Every home and business could become a mini power station.

Our Energy Efficiency Access and Savings Initiative is the boldest
policy yet for retrofitting all 8 million existing homes across
Australia. We are developing new legislation to drive commercial
building efficiency, and at the industrial scale, we will again move to
require the largest energy users to not only audit their energy use but
to implement the findings of those audits. We would introduce new
standards for appliances and buildings and vehicles to maximise energy
efficiency, and support them with government procurement.

An aggressive energy efficiency rollout together with the RET, would
mean we could begin retiring coal fired power plants, something that
leading Australian climate scientists recently called for in an open
letter to Australian coal generators.

Around the world there is a deep and rising concern about biodiversity
loss and the need to give species their best chance of survival by
habitat protection and restoration. The Greens would protect the carbon
stores in our magnificent forests and native vegetation, creating
thousands of jobs in environmental stewardship in regional communities,
including remote indigenous communities. This would also improve water
supplies and increase the well being that comes from being able to enjoy
the wonder of nature. Feel Blue, Touch Green.

---------

I know this will not be easy.

But I also know that, in the face of vested interests, we have the
strongest possible allies - the people!

Politically, the Greens are at a turning point in Australia and
globally. The Global Greens are the only international political force
united around strengthening local communities and building global
citizenship. Our representation is steadily growing, with big swings in
recent European elections taking us from 35 MEPs to 46 in a Parliament
shrunk by 49 seats. In Australia, we are the third political force, with
26 State and Federal MPs - half of them women - and over 100 local
government representatives, numbers that are steadily increasing.
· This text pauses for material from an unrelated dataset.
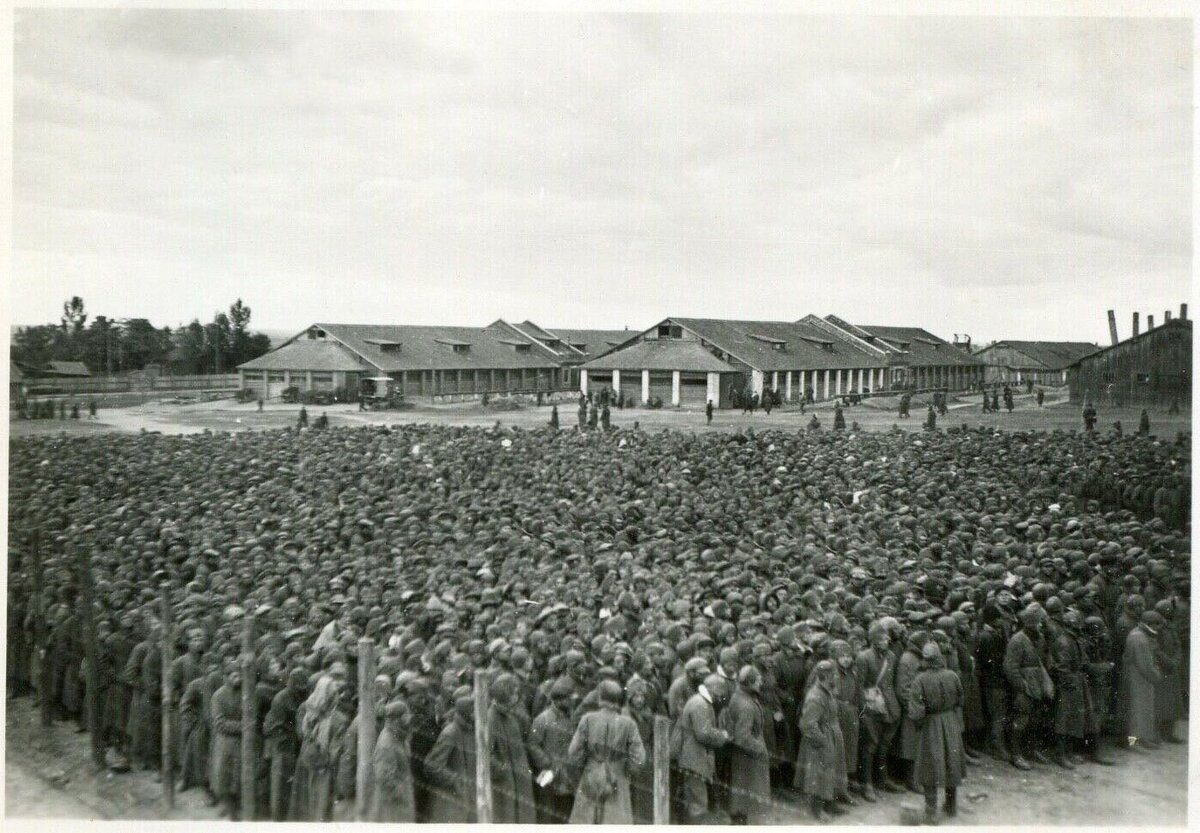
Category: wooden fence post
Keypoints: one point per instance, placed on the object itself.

Outside politics, the groundswell is even faster. In kitchens,
classrooms, offices, factories, farms, campuses and communities a
powerful people's movement is burgeoning.

Addressing the Climate Summit here in Canberra in January was inspiring
- seeing some 500 people from 140 communities across Australia come
together to demand that our democratic institutions respond to the
climate crisis. Their work continued with rallies in capital cities last
weekend.

More recently, I became an ambassador for the one million women campaign
to inspire women across Australia to reduce their emissions. Not since
the women's movement in the 1960s and '70s has the call gone out to
women of all ages and all backgrounds to unite around one cause. The
Baby Boomers are retiring and radicalising again, ready to take up where
they left off! Another driver for new politics.
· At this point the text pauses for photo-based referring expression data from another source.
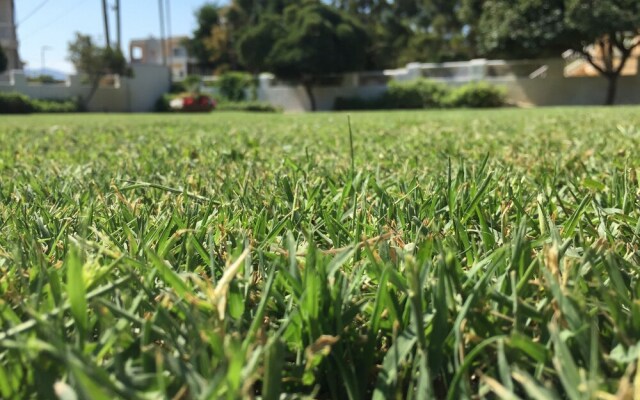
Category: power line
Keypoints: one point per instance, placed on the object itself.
(57, 18)
(35, 10)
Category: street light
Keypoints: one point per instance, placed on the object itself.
(43, 49)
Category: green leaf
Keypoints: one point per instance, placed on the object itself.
(76, 290)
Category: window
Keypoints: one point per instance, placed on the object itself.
(136, 53)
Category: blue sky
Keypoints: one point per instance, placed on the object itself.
(55, 23)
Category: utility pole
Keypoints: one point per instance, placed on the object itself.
(162, 36)
(168, 10)
(118, 26)
(43, 49)
(105, 16)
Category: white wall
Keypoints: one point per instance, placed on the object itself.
(138, 93)
(548, 87)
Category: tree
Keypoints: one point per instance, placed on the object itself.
(311, 39)
(603, 32)
(3, 60)
(95, 62)
(613, 26)
(207, 17)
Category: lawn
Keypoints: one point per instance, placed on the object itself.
(432, 254)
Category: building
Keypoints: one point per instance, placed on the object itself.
(149, 51)
(8, 37)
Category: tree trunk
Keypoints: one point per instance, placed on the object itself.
(612, 81)
(94, 88)
(308, 87)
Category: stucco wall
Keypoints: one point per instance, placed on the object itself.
(548, 88)
(138, 93)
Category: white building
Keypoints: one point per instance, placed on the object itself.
(8, 38)
(175, 56)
In just a few weeks, the wonderful young people from the Australian
Youth Climate Coalition will be holding their Powershift conference,
bringing together more than 1500 to engage in skills-sharing and
inspiring discussions before returning to their communities to drive
change. That they can do it is indisputable. Remember that the average
age of those working on the Moon Mission was 26. They were the space
generation. Old Parties and Old Polluters beware, here comes the solar
generation with a power shift in Canberra.

Philanthropists are opening their purse strings ever wider.
Institutional investors are waiting in the wings. Scientists and
technologists are beavering away across the country, coming up with
brilliant ideas most of which are yet to be tested because government
and industry have not pressed the Go button.

We are standing at an extraordinary moment in history. We must choose
the dream or face the nightmare? Hope and fear are powerful emotions,
one shrinks the space for action the other amplifies it.

If we try, we may still fail. But if we do not try, we cannot possibly
succeed.

The Greens intend to try. The community is with us. We intend to make
the difference between what we humans do now and what we are capable of
doing.

As Thoreau said:
I did not wish to take a cabin passage, but rather to
go before the mast and on the deck of the world, for there I could best
see the moonlight amid the mountains. I do not wish to go below now.